BWAHAHAHAHAHA!!!! :devil:


----------



## starseeker2 (Jun 13, 2008)

Yes, the inside framework was... well, on TV and in all the color photos of the Chariot and the miniature, like this one, it sure looks red, and the outside framework was all silver. From the looks of the test photos, they didn't mold the double frames that extend up the sides of ladders and up onto the roof. Rats. They're really obvious, too, and might be tricky to add w/o messing up the clear.


----------



## Opus Penguin (Apr 19, 2004)

jwrjr said:


> VoodooFX already has plans for that, including a fusion core.


Suhweet!!!! Any rough estimate on the cost?


----------



## jwrjr (Oct 31, 2003)

Not yet. It is hard to do that until we can actually get one to see what there is room for. The Core is envisioned to be a total drop-in. No assembly required. The rest of it should be pretty simple.


----------



## Ignatz (Jun 20, 2000)

I hope there'll be provision for cabin lighting too. The control panels look like they can be lit.


----------



## gareee (Jan 1, 1970)

The control panels were solid cast, not clear cast. I asked them about this a few weeks ago, but it was too late to make any changes.

Sounded like the Pod is in the same boat.

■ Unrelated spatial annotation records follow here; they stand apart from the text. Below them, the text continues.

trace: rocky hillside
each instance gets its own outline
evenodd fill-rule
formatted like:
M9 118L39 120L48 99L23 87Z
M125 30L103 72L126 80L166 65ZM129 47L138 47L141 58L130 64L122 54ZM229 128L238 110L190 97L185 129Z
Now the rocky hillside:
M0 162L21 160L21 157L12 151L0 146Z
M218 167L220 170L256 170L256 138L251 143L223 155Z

Something else I just noticed.. the clear glass looks very cloudy or distorted. There was a "glass" issue with the seaview.. hope the chariot and space pod don;t also have clear cast issues.


----------



## Lou Dalmaso (Jul 13, 2004)

the pod windows would be snap to replace with flat blister stock. With the chariot you'd be SOL because of the curves. again the flat sections would be no problem.


----------



## Ignatz (Jun 20, 2000)

Well, if there's room there, I'm not averse to drilling out the panels to accomodate some kind of lighting.

The pix are of the test shots. I assume the tooling will be polished to get clearer tranparent parts by the time the factory starts pumping them out. Also, polishing down clear parts with Micromesh, and an overcoat of Future floor acrylic can add a HUGE amount of clarity to tranparent styrene parts.


----------



## Moebius (Mar 15, 2007)

gareee said:


> The control panels were solid cast, not clear cast. I asked them about this a few weeks ago, but it was too late to make any changes.
> 
> Sounded like the Pod is in the same boat.
> 
> Something else I just noticed.. the clear glass looks very cloudy or distorted. There was a "glass" issue with the seaview.. hope the chariot and space pod don;t also have clear cast issues.


As has been stated before, the Chariot shown is a TEST SHOT. Nothing in this is production. The clear is not crystal clear, as it doesn't need to be. It's just for our use to check parts fit. The production kits will have crystal clear plastic glass.

There is no "glass issue" with Seaview. Some customers notice there is a tendency to magnify with it. As far as I know, any thick clear plastic that is curved will act like prescription glasses. Ultra thin plastic will not do this, but it can not be injected as easily as what we had to do. We cannot vac form windows for this kit without complicating the process.


----------



## gareee (Jan 1, 1970)

Thanks for that reply, and I've already preodered both the pod and chariot months ago.. just waiting for them to arrive.. 

I was just concerned when I looked at that pic closer today.


----------



## AJ-1701 (May 10, 2008)

I know the internal walls and control panels are solid, nothing a pin vice, sharp exacto and steady hand :freak: won't get around. On the test pics there looks like enough room to slip in some leds and f/o's to do any lighting. I've sourced where to get led chaser and flashing kits from here in oz. So I can do the fusion core and controls ok. But the chaser is on a 54mm square pcb... :drunk: thats why I was asking about size for said fusion core. 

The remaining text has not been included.